[Python-Dev] Import redesign [LONG]

Greg Stein gstein@lyra.org
Sat, 4 Dec 1999 13:59:00 -0800 (PST)


On Sat, 4 Dec 1999, James C. Ahlstrom wrote:
> Greg Stein wrote:
>...
> > To be explicit/clear and to be sure I'm hearing you right: sys.path may
> > contain Importer instances. Given the name FOO, the system will step
> > through sys.path looking for the first occurence of FOO (looking in a
> > directory or delegating). FOO may be found with any number of
> > (configurable) file extensions, which are ordered (e.g. ".so" before
> > ".py" before ".isl").
> 
> This is basically a gripe about this design spec.  So if the answer
> turns out to be "we need this functionality so shut up" then just
> say that and don't flame me.
> 
> This spec is painful.  Suppose sys.path has 10 elements, and there
> are six file extensions.  Then the simple algorithm is slow:
>   for path in sys.path:		# Yikes, may not be a string!
>     for ext in file_extensions:
>       name = "%s.%s" % (module_name, ext)
>       full_path = os.path.join(path, name)
>       if os.path.isfile(full_path):
>         # Process file here

This is the algorithm that Python uses today, and my standard Importers
follow.

> And sys.path can contain class instances
> which only makes things slower.

IMO, we don't know this, or whether it is significant.

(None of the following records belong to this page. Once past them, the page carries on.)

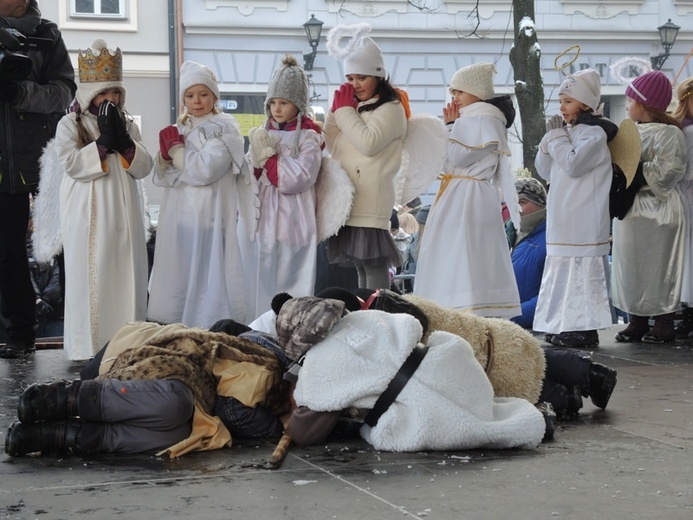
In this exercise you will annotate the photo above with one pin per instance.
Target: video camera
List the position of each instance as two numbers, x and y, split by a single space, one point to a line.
15 66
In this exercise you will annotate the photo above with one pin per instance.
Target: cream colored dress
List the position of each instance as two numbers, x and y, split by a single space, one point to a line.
649 243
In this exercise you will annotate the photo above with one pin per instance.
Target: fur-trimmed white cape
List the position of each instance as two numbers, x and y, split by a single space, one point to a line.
447 404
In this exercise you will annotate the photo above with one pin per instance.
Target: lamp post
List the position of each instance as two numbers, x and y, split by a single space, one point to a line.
667 34
313 28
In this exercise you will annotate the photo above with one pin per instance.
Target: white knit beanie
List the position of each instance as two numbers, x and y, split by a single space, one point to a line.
361 55
288 82
476 79
100 69
193 73
583 86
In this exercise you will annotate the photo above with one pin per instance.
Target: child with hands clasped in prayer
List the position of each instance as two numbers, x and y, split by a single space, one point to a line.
365 130
464 262
286 154
101 207
198 277
575 159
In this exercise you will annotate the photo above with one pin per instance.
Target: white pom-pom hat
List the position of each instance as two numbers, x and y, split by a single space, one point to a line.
361 55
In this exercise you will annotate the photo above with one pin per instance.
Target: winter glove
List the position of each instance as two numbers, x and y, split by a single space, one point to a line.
106 121
169 137
554 122
125 142
344 97
8 90
43 307
262 146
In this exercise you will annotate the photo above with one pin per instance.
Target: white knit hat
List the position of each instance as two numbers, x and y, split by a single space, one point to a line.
288 82
476 79
583 86
361 55
100 69
193 73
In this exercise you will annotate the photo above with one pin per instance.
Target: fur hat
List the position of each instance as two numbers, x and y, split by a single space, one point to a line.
476 79
100 69
653 89
583 86
303 322
193 73
288 81
529 188
361 55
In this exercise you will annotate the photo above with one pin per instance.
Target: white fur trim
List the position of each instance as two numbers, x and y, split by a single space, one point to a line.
355 32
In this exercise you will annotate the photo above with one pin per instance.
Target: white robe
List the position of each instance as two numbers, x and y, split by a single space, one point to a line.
448 402
103 239
198 276
649 243
464 260
284 255
574 288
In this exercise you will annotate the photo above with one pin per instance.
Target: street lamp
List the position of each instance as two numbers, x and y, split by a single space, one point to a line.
667 34
313 28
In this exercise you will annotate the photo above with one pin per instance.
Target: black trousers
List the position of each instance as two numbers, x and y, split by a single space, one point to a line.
16 292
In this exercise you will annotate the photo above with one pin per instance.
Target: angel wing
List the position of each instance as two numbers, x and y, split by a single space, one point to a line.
334 193
423 155
47 236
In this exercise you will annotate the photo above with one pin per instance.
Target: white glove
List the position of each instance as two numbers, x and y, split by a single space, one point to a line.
554 122
262 146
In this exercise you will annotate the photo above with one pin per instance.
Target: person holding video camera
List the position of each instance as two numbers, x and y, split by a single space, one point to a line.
36 87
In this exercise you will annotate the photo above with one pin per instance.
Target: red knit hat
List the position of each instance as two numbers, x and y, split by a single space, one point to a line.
652 89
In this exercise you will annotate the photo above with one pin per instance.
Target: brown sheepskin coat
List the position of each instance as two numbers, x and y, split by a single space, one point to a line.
187 355
513 360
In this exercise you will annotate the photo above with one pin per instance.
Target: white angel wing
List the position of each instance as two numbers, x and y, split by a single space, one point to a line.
334 193
423 156
47 236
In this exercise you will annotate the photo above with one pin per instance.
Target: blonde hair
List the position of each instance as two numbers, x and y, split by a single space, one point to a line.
683 92
408 223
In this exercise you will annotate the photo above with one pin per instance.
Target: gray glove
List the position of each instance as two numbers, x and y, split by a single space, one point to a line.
554 122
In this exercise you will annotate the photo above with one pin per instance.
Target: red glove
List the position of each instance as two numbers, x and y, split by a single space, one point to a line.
168 138
344 97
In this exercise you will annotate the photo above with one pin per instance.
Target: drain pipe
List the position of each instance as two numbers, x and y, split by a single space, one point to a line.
173 58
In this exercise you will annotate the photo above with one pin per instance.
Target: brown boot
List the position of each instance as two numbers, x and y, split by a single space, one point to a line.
637 327
663 331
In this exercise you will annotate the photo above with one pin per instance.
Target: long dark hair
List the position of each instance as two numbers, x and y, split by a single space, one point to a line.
385 92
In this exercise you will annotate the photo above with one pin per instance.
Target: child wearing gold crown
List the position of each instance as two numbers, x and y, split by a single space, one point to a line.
198 276
99 149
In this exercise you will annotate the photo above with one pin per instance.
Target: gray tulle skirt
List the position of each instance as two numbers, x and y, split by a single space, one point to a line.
368 246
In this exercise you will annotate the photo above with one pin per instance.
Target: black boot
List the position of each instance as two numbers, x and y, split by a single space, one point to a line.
602 383
47 402
663 331
54 437
685 326
637 327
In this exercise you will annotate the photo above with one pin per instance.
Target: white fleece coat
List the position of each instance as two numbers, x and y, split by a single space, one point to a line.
447 404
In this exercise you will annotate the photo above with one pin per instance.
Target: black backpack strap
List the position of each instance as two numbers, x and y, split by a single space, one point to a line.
395 387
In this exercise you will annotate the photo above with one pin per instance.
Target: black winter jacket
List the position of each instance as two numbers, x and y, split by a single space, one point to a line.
28 121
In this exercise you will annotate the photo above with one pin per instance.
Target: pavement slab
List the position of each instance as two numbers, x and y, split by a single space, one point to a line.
632 461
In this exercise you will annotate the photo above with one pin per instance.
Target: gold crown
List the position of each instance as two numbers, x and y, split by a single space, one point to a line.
101 67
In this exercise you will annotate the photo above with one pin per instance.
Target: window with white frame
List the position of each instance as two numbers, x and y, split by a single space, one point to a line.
98 8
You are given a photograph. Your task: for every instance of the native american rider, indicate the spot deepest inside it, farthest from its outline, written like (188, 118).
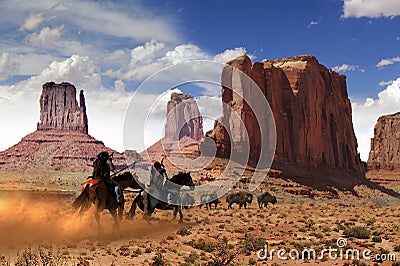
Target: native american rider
(102, 167)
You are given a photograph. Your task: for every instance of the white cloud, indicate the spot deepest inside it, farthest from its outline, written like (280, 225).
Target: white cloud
(389, 61)
(47, 37)
(60, 6)
(106, 107)
(7, 67)
(32, 22)
(344, 68)
(154, 56)
(371, 8)
(366, 114)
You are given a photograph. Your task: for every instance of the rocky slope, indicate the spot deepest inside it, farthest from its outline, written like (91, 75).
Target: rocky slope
(183, 118)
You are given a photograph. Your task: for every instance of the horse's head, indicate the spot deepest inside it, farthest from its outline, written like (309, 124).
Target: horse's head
(183, 179)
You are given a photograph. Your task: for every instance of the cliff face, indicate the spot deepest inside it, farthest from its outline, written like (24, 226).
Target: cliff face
(183, 118)
(59, 109)
(385, 145)
(311, 109)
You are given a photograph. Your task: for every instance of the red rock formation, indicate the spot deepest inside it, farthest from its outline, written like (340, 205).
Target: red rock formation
(385, 145)
(183, 118)
(59, 109)
(61, 142)
(311, 109)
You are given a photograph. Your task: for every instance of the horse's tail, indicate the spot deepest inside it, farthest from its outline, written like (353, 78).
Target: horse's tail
(81, 198)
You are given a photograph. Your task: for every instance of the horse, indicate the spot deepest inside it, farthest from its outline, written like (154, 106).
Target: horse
(182, 179)
(96, 192)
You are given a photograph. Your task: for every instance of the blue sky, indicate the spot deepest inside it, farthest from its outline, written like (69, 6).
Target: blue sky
(108, 48)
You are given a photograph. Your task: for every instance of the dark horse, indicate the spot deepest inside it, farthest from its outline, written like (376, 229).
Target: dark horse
(181, 179)
(97, 193)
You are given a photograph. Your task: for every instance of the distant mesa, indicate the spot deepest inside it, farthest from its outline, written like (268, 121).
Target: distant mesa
(385, 145)
(61, 142)
(183, 118)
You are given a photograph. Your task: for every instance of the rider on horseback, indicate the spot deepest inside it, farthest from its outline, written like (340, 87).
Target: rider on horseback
(102, 167)
(157, 176)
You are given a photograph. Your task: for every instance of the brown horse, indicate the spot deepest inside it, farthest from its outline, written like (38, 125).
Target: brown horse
(98, 194)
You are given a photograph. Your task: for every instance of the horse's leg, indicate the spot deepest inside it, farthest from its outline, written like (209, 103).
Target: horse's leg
(175, 213)
(97, 217)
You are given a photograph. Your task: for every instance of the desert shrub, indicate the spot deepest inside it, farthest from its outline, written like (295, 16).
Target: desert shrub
(360, 232)
(224, 254)
(252, 261)
(192, 259)
(203, 245)
(251, 243)
(27, 258)
(4, 261)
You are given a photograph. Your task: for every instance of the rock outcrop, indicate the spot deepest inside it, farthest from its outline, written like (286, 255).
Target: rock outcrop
(183, 118)
(385, 145)
(59, 109)
(311, 109)
(61, 142)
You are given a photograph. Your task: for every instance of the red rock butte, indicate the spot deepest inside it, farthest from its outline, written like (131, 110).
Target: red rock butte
(312, 113)
(61, 142)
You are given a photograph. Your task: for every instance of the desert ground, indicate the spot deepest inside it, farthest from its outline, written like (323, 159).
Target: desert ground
(38, 227)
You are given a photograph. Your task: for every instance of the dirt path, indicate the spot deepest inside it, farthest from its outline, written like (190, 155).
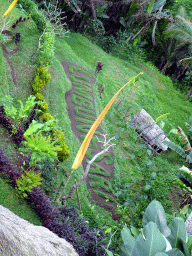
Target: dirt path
(81, 109)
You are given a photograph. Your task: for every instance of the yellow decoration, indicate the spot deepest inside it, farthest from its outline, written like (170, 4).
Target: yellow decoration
(81, 153)
(10, 8)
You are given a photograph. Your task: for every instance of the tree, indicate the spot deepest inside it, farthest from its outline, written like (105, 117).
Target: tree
(181, 31)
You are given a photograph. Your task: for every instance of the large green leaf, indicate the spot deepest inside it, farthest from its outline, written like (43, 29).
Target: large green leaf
(186, 61)
(123, 251)
(178, 234)
(149, 242)
(156, 213)
(128, 239)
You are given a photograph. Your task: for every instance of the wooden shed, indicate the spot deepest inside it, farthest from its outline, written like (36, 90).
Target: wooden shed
(149, 131)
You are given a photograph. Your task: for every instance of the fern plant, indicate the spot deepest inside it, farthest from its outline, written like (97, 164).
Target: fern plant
(40, 147)
(17, 114)
(179, 150)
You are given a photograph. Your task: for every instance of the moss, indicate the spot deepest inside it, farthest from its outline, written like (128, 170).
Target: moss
(99, 193)
(46, 117)
(101, 182)
(39, 97)
(71, 69)
(81, 120)
(77, 100)
(99, 170)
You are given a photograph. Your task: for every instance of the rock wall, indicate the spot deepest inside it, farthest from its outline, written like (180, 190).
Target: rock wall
(18, 237)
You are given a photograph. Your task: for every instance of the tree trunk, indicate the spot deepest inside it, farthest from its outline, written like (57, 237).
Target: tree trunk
(188, 94)
(163, 70)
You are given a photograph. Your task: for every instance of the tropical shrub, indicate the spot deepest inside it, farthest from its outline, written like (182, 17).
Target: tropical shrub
(27, 182)
(32, 9)
(156, 238)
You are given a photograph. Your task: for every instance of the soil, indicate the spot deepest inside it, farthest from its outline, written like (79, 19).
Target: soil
(96, 199)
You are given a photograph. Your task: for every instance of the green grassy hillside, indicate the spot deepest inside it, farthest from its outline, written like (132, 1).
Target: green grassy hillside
(134, 165)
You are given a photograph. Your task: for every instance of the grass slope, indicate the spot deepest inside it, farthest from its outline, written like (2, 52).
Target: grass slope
(154, 92)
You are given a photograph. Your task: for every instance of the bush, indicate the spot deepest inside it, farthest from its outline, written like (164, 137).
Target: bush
(156, 237)
(31, 8)
(42, 77)
(7, 170)
(39, 97)
(62, 155)
(43, 107)
(46, 52)
(46, 117)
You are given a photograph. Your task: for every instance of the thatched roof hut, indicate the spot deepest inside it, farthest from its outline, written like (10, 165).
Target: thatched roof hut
(150, 132)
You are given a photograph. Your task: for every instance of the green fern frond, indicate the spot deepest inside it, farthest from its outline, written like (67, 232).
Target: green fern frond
(176, 148)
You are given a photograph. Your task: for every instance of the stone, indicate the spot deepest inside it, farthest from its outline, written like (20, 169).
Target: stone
(18, 237)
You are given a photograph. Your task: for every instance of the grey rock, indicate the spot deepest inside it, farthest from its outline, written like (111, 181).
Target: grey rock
(188, 225)
(18, 237)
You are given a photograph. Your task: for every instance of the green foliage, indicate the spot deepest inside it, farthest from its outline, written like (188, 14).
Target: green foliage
(39, 97)
(48, 173)
(42, 77)
(40, 147)
(17, 113)
(46, 52)
(43, 107)
(156, 237)
(27, 182)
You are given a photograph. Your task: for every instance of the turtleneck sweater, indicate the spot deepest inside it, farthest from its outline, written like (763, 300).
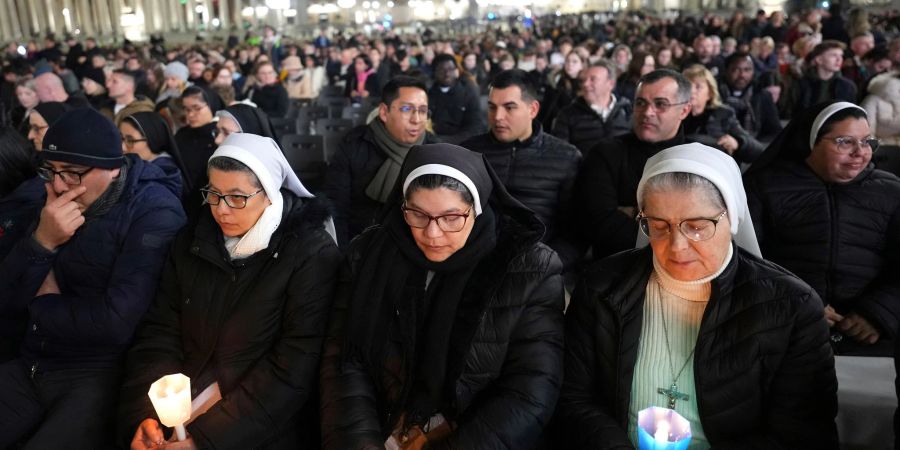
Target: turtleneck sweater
(667, 348)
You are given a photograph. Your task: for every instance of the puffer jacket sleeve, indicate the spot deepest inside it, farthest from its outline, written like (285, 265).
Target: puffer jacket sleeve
(157, 350)
(802, 396)
(112, 318)
(880, 304)
(587, 423)
(284, 378)
(512, 413)
(348, 404)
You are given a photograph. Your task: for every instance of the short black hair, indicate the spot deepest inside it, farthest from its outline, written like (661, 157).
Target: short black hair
(735, 57)
(17, 161)
(391, 90)
(442, 58)
(518, 78)
(684, 86)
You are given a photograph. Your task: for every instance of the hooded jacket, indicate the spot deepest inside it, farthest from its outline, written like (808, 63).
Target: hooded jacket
(107, 275)
(254, 325)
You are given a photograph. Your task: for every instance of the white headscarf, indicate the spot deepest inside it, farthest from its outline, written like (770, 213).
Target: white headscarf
(721, 170)
(265, 159)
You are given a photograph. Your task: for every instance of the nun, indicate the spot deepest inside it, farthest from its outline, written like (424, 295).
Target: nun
(448, 328)
(698, 323)
(242, 118)
(147, 135)
(242, 310)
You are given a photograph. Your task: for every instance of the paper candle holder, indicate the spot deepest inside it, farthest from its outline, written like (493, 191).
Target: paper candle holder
(662, 429)
(171, 397)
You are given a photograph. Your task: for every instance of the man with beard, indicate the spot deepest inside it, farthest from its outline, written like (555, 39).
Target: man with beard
(607, 183)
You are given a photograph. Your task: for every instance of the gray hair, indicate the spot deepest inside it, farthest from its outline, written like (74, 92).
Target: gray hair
(226, 164)
(683, 182)
(435, 181)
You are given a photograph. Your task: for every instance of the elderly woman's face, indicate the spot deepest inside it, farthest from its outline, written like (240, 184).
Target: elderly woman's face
(836, 158)
(235, 222)
(435, 243)
(684, 259)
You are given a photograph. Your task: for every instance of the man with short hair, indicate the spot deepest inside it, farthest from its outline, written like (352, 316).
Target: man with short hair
(50, 88)
(121, 87)
(607, 184)
(822, 81)
(364, 169)
(82, 280)
(538, 169)
(455, 106)
(754, 107)
(596, 113)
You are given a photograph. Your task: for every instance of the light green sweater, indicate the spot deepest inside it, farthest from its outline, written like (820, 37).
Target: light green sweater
(682, 304)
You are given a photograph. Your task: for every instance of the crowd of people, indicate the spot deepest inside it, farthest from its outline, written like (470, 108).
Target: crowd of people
(517, 245)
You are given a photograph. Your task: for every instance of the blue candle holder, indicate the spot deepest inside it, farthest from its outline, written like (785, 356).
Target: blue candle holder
(662, 429)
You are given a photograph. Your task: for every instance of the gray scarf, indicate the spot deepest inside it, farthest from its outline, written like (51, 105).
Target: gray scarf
(380, 186)
(108, 198)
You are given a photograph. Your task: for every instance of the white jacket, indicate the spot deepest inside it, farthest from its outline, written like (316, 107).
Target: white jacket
(883, 107)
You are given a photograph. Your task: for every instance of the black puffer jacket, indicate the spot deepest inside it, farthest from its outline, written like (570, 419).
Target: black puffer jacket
(508, 380)
(763, 367)
(842, 239)
(714, 123)
(540, 172)
(583, 127)
(350, 171)
(255, 325)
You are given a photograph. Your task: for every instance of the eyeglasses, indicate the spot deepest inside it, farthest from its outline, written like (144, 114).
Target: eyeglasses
(236, 201)
(69, 177)
(195, 109)
(130, 141)
(846, 144)
(449, 223)
(408, 110)
(696, 229)
(660, 105)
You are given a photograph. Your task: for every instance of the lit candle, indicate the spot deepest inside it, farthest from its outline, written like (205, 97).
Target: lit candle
(171, 397)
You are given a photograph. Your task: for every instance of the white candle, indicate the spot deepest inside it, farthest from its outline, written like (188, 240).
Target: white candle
(171, 397)
(661, 436)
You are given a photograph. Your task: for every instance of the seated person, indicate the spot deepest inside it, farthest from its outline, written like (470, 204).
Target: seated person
(83, 277)
(447, 329)
(698, 323)
(824, 212)
(714, 124)
(258, 272)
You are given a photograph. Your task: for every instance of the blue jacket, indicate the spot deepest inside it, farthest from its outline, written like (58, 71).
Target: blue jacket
(107, 273)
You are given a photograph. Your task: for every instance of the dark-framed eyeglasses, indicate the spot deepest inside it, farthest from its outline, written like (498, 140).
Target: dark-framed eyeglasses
(69, 177)
(660, 105)
(846, 144)
(696, 229)
(408, 110)
(448, 223)
(236, 201)
(130, 141)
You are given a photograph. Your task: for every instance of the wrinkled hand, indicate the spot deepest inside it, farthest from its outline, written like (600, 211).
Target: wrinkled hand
(629, 211)
(49, 285)
(831, 316)
(149, 436)
(858, 328)
(728, 143)
(60, 218)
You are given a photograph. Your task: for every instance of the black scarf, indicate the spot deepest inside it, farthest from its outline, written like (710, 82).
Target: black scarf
(389, 290)
(160, 140)
(252, 120)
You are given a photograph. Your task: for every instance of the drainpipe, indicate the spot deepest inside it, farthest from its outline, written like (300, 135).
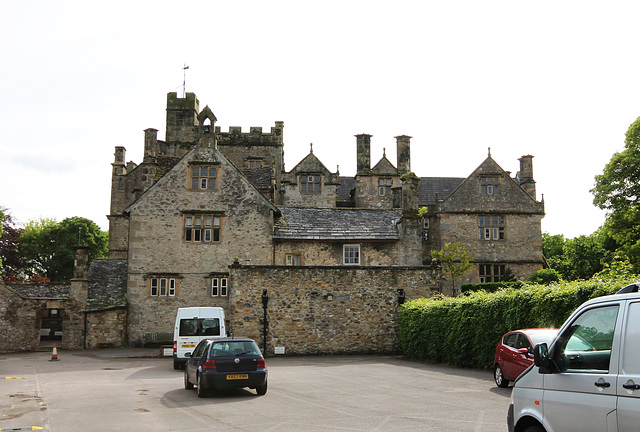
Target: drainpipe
(265, 302)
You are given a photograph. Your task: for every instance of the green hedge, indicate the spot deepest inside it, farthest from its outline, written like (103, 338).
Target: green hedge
(463, 331)
(490, 286)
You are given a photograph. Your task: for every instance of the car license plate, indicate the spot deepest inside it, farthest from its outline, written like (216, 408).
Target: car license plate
(238, 376)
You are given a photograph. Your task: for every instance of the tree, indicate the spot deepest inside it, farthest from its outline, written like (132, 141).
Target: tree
(11, 262)
(48, 246)
(618, 187)
(617, 190)
(454, 259)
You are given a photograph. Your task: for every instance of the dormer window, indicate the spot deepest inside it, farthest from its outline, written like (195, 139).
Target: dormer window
(489, 185)
(384, 186)
(254, 163)
(203, 177)
(309, 183)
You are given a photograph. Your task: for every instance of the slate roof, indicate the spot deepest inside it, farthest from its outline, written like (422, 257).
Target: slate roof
(430, 186)
(50, 291)
(107, 284)
(336, 224)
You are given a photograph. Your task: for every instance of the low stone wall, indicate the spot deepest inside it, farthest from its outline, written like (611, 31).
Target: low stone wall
(20, 320)
(325, 310)
(107, 328)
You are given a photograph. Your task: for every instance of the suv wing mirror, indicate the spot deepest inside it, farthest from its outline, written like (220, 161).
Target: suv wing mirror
(541, 358)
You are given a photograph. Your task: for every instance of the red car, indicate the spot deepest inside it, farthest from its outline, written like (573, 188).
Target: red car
(514, 353)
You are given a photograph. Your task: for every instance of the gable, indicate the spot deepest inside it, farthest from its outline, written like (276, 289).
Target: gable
(478, 193)
(232, 186)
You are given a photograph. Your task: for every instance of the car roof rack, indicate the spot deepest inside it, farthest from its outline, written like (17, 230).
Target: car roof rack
(629, 289)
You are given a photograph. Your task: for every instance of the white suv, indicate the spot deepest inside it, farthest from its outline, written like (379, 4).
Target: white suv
(589, 378)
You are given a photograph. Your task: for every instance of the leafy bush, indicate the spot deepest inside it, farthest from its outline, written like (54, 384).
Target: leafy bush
(544, 277)
(464, 331)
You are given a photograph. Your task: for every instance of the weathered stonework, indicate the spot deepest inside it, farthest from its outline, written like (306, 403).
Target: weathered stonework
(325, 310)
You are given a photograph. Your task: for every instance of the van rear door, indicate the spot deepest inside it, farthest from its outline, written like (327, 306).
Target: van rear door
(629, 379)
(586, 351)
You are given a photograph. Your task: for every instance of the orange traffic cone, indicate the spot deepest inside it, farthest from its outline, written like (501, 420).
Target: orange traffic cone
(54, 354)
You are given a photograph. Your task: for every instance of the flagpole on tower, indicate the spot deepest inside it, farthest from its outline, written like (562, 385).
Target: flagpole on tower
(184, 80)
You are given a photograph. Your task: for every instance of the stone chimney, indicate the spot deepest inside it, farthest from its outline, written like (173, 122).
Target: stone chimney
(150, 142)
(119, 167)
(525, 175)
(364, 153)
(403, 143)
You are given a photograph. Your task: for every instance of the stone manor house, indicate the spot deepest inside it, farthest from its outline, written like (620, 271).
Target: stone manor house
(213, 218)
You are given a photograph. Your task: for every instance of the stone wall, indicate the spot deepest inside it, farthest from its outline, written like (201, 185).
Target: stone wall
(106, 328)
(20, 320)
(325, 310)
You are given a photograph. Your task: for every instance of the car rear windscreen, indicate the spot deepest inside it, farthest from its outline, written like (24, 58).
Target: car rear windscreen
(200, 327)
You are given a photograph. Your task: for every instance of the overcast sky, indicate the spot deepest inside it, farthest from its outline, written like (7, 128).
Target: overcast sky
(555, 79)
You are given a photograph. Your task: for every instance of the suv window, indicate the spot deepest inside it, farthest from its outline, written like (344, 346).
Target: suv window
(510, 340)
(523, 342)
(200, 349)
(585, 346)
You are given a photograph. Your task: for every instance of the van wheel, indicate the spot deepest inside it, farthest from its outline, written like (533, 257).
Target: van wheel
(498, 376)
(187, 384)
(202, 392)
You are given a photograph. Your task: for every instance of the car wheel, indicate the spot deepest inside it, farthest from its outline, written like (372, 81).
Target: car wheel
(498, 376)
(187, 384)
(262, 390)
(202, 392)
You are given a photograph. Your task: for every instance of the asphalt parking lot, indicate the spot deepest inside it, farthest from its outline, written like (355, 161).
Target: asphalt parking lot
(134, 390)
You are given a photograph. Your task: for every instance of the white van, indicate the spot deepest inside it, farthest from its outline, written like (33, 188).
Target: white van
(589, 378)
(192, 325)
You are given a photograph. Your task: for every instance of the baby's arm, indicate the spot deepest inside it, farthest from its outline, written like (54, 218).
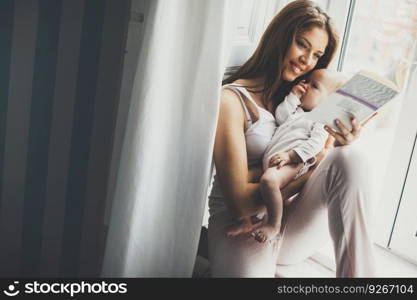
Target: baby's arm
(284, 158)
(255, 173)
(312, 146)
(286, 108)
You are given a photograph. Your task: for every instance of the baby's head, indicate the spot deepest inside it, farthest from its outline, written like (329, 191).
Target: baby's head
(319, 84)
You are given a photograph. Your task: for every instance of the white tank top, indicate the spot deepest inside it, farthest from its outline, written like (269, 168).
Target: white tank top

> You could do a readdir() and cache
> the results, but maybe that would be slower.  A better
> algorithm might be faster, but a lot more complicated.

Who knows. BUT: the import process is now in Python -- it makes it *much*
easier to run these experiments. We could not really do this when the
import process is "hard-coded" in C code.

> In the context of archive files, it is also painful.  It prevents
> you from saving a single dictionary of module names.  Instead you
> must have len(sys.path) dictionaries.  You could try to
> save in the archive information about whether (say) a foo.dll was
> present in the file system, but the list of extensions is extensible.

I am not following this. What/where is the "single dictionary of module
names" ? Are you referring to a cache? Or is this about building an
archive?

An archive would look just like we have now: map a name to a module. It
would not need multiple dictionaries.

> The above problem only exists to support equally-named modules; that
> is, to support a run-time choice of whether to load foo.pyc, foo.dll,
> foo.isl, etc.  I claim (without having written it) that the fastest
> algorithm to solve the unique-name case is much faster than the fastest
> algorithm to solve the choose-among-equal-names case.
> 
> Do we really need to support the equal-name case [Jim runs for
> cover...]?
> If so, how about inventing a new way to support it.  Maybe if equal
> names exist, these must be pre-loaded from a known location?

I don't understand what the problem is. I don't see one. We are still
mapping a name to a module. sys.path defines a precedence.

Cheers,
-g

-- 
Greg Stein, http://www.lyra.org/